The Future of Work
In the 4 episode web-documentary “The Future of Work” Abel Heijkamp (NL) and Julij Borštnik (SI) research the growing insecurity of work and living in the Netherlands, Slovenia, Germany and Europe.
What does it mean to be flexible? What kind of conditions of work and living can we expect from the future? We went around Europe to investigate different angels of precarity.
In Germany the regulation of the labour market was thoroughly changed in the early 2000s. It was followed by a jump in flexible employment and a drop in statistical unemployment. How do these statistical changes reflect in the everyday life of workers? And what kind of economic model do they support?
In the Netherlands a new legislation on housing is being implemented. To make renting contracts more temporary and thus better match with the the already flexibilized labour market. What type of society do we get when work and housing are both flexibilised?
In Slovenia both the employers and the state see self-employment as useful and recommendable. While one third of self-employed are living in poverty. How does this concept of workers having direct economic responsibilities look in today’s individualised environment? And what to think of the historic idea of workers taking direct economic responsibilities collectively?
The European episode first examines how is the spread of working and living insecurity in Europe connected with the predominant trends in capital circulation. Then it shifts focus on the possibilities for workers to take the control over the conditions of their work. Are there any existing solutions?
The Four documentaries will be interwoven into an interactive web-structure (www.thefutureofwork.eu).

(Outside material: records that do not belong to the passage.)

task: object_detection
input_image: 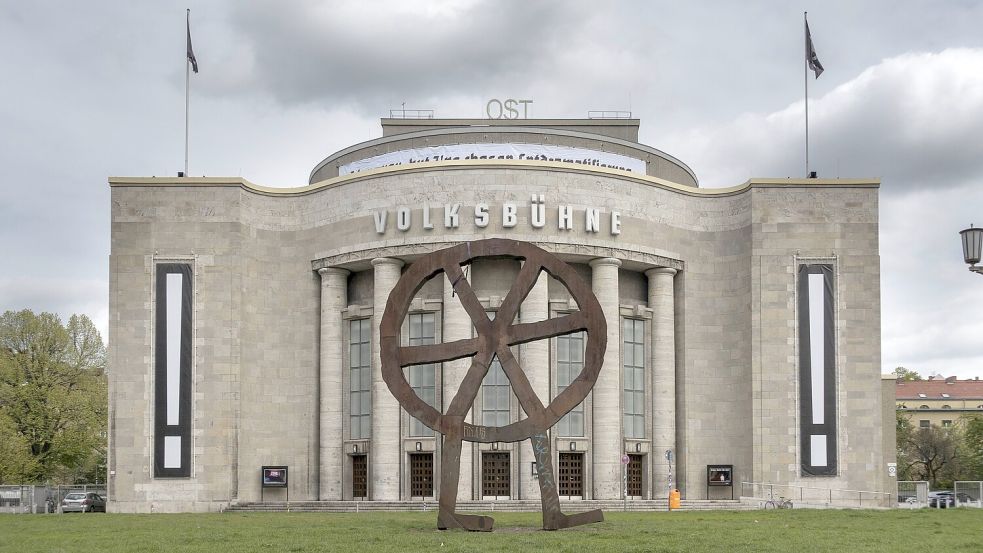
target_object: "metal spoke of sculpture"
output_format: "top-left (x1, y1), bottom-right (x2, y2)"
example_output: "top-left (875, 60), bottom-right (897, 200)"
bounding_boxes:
top-left (380, 238), bottom-right (607, 531)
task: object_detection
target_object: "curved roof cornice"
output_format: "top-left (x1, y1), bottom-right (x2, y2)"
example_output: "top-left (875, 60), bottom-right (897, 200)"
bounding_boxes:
top-left (307, 125), bottom-right (700, 187)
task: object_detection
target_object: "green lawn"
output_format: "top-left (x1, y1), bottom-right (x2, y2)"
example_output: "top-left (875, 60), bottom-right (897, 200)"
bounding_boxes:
top-left (0, 508), bottom-right (983, 553)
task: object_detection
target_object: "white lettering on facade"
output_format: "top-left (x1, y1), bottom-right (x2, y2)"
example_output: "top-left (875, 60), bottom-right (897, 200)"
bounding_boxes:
top-left (557, 205), bottom-right (573, 230)
top-left (372, 194), bottom-right (621, 236)
top-left (474, 204), bottom-right (488, 228)
top-left (502, 204), bottom-right (518, 228)
top-left (423, 204), bottom-right (433, 230)
top-left (529, 194), bottom-right (546, 228)
top-left (396, 207), bottom-right (410, 232)
top-left (584, 208), bottom-right (601, 232)
top-left (373, 211), bottom-right (389, 234)
top-left (444, 204), bottom-right (461, 228)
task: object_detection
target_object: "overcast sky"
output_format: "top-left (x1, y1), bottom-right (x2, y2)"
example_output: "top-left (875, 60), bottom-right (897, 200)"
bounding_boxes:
top-left (0, 0), bottom-right (983, 378)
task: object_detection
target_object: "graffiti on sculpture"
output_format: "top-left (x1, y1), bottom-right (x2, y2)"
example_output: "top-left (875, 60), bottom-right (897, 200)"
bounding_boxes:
top-left (379, 238), bottom-right (607, 531)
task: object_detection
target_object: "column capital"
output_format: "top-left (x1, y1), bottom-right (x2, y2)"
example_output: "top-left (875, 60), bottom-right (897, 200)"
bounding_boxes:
top-left (590, 257), bottom-right (621, 269)
top-left (372, 257), bottom-right (405, 267)
top-left (645, 267), bottom-right (679, 278)
top-left (317, 267), bottom-right (351, 279)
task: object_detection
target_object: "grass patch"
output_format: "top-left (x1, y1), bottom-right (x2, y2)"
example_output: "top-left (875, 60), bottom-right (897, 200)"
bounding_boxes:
top-left (0, 508), bottom-right (983, 553)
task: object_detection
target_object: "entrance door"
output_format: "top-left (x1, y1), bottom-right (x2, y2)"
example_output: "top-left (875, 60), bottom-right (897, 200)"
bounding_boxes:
top-left (628, 455), bottom-right (642, 497)
top-left (557, 453), bottom-right (584, 499)
top-left (481, 452), bottom-right (512, 499)
top-left (352, 455), bottom-right (369, 499)
top-left (410, 453), bottom-right (433, 497)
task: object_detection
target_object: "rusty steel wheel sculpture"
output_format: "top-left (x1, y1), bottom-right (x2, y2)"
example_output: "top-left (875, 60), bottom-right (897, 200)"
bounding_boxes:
top-left (379, 238), bottom-right (607, 531)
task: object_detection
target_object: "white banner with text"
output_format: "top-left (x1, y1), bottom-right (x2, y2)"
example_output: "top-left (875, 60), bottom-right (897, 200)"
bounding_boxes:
top-left (338, 144), bottom-right (645, 175)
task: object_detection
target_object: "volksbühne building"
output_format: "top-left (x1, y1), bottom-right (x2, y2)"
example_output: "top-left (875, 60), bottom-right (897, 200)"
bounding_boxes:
top-left (109, 114), bottom-right (893, 511)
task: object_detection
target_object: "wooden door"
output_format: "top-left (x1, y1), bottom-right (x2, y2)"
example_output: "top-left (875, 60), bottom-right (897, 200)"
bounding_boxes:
top-left (352, 455), bottom-right (369, 498)
top-left (410, 453), bottom-right (433, 497)
top-left (628, 455), bottom-right (642, 497)
top-left (557, 453), bottom-right (584, 497)
top-left (481, 452), bottom-right (512, 497)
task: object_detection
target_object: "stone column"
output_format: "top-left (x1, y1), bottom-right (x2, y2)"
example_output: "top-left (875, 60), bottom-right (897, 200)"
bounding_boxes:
top-left (515, 271), bottom-right (550, 499)
top-left (590, 257), bottom-right (624, 499)
top-left (446, 264), bottom-right (474, 501)
top-left (317, 267), bottom-right (348, 501)
top-left (645, 267), bottom-right (678, 498)
top-left (369, 257), bottom-right (403, 501)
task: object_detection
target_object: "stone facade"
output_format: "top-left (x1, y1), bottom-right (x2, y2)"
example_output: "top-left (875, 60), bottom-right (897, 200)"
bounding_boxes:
top-left (109, 121), bottom-right (893, 512)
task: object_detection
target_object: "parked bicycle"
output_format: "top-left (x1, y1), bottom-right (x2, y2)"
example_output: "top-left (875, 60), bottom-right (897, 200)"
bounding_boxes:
top-left (765, 496), bottom-right (792, 509)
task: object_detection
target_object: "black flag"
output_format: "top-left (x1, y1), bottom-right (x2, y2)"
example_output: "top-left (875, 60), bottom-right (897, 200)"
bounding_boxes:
top-left (808, 21), bottom-right (823, 79)
top-left (188, 14), bottom-right (198, 73)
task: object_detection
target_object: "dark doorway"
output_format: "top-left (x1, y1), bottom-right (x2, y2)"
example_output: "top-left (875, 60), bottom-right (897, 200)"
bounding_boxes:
top-left (557, 453), bottom-right (584, 498)
top-left (410, 453), bottom-right (433, 497)
top-left (481, 452), bottom-right (512, 498)
top-left (628, 455), bottom-right (642, 497)
top-left (352, 455), bottom-right (369, 499)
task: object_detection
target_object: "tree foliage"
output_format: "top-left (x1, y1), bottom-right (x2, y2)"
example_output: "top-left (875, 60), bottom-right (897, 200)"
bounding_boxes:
top-left (0, 310), bottom-right (108, 483)
top-left (896, 411), bottom-right (983, 488)
top-left (960, 414), bottom-right (983, 480)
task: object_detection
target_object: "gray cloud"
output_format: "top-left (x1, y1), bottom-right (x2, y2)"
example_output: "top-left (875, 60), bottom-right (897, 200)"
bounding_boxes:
top-left (673, 49), bottom-right (983, 190)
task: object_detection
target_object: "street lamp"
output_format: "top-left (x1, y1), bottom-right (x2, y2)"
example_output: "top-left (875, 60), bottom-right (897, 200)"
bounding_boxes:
top-left (959, 225), bottom-right (983, 274)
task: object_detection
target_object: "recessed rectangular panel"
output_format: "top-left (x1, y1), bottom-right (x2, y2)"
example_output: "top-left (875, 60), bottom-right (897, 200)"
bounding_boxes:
top-left (164, 436), bottom-right (181, 469)
top-left (153, 263), bottom-right (194, 478)
top-left (796, 263), bottom-right (837, 476)
top-left (165, 273), bottom-right (184, 425)
top-left (809, 434), bottom-right (829, 467)
top-left (809, 273), bottom-right (826, 424)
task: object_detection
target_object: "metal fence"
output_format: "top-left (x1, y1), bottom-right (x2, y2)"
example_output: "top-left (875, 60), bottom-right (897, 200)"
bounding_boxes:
top-left (897, 480), bottom-right (928, 509)
top-left (741, 482), bottom-right (894, 507)
top-left (0, 484), bottom-right (106, 513)
top-left (952, 480), bottom-right (983, 508)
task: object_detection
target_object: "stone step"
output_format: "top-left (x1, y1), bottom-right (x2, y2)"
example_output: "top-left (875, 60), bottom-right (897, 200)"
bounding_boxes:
top-left (228, 499), bottom-right (756, 513)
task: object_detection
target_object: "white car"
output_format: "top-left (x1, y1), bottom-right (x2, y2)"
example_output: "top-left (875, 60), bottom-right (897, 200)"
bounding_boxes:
top-left (61, 492), bottom-right (106, 513)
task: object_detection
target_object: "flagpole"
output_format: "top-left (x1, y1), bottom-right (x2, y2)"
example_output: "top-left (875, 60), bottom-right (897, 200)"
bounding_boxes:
top-left (802, 12), bottom-right (809, 178)
top-left (184, 8), bottom-right (191, 177)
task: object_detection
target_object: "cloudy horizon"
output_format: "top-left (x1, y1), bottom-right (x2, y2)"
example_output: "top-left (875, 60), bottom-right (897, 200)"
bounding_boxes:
top-left (0, 0), bottom-right (983, 378)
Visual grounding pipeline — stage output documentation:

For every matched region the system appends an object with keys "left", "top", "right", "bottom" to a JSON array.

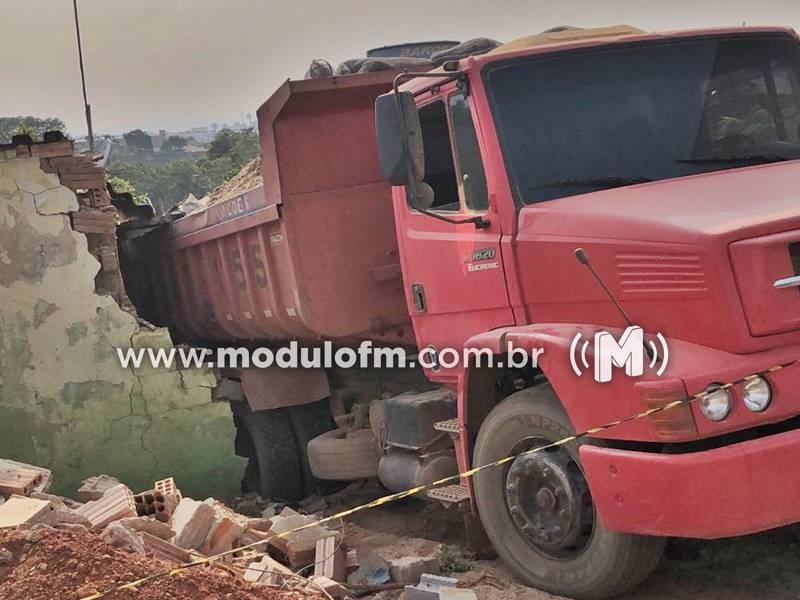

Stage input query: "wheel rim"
[{"left": 504, "top": 439, "right": 595, "bottom": 560}]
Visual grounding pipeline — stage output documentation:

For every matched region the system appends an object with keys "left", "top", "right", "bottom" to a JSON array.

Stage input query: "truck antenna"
[
  {"left": 575, "top": 248, "right": 653, "bottom": 359},
  {"left": 575, "top": 248, "right": 633, "bottom": 326}
]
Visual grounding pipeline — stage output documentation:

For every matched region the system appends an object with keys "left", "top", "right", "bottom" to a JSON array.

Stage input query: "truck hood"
[
  {"left": 520, "top": 161, "right": 800, "bottom": 243},
  {"left": 514, "top": 161, "right": 800, "bottom": 353}
]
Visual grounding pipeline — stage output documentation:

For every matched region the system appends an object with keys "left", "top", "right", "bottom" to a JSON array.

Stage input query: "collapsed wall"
[{"left": 0, "top": 140, "right": 242, "bottom": 497}]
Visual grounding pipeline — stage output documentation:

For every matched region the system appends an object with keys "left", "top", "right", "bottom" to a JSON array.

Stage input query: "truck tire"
[
  {"left": 231, "top": 402, "right": 303, "bottom": 500},
  {"left": 308, "top": 429, "right": 381, "bottom": 481},
  {"left": 286, "top": 398, "right": 335, "bottom": 496},
  {"left": 475, "top": 384, "right": 665, "bottom": 600}
]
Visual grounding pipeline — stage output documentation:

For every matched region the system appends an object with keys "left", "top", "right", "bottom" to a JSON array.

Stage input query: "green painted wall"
[{"left": 0, "top": 153, "right": 243, "bottom": 498}]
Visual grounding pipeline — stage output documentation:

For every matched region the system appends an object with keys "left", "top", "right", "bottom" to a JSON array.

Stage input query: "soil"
[
  {"left": 0, "top": 526, "right": 320, "bottom": 600},
  {"left": 208, "top": 158, "right": 264, "bottom": 206},
  {"left": 336, "top": 500, "right": 800, "bottom": 600}
]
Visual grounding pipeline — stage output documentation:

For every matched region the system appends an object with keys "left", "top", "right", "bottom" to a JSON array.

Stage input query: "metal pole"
[{"left": 72, "top": 0, "right": 94, "bottom": 154}]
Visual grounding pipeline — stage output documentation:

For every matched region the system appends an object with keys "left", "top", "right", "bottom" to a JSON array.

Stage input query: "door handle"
[
  {"left": 411, "top": 283, "right": 427, "bottom": 312},
  {"left": 772, "top": 275, "right": 800, "bottom": 290}
]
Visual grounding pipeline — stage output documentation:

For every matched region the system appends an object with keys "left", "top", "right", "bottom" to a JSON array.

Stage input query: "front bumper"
[{"left": 580, "top": 430, "right": 800, "bottom": 539}]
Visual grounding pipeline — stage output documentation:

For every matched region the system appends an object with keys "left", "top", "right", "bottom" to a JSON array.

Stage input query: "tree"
[
  {"left": 208, "top": 128, "right": 259, "bottom": 165},
  {"left": 122, "top": 129, "right": 153, "bottom": 152},
  {"left": 161, "top": 135, "right": 189, "bottom": 152},
  {"left": 0, "top": 115, "right": 67, "bottom": 144},
  {"left": 106, "top": 129, "right": 259, "bottom": 214}
]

The aim of the web platform is to (re)connect individuals and organizations and involve them into constructive debate about the Future of Work.
“The Future of Work” is a collaboration between artists Julij Borštnik (SI) and Abel Heijkamp (NL) and organizations KUD Mreža (SI), Projekthaus Potsdam-Babelsberg (GE) and Zaaigrond filmproductions (NL).
The project received funding from the European Cultural Foundation (ECF).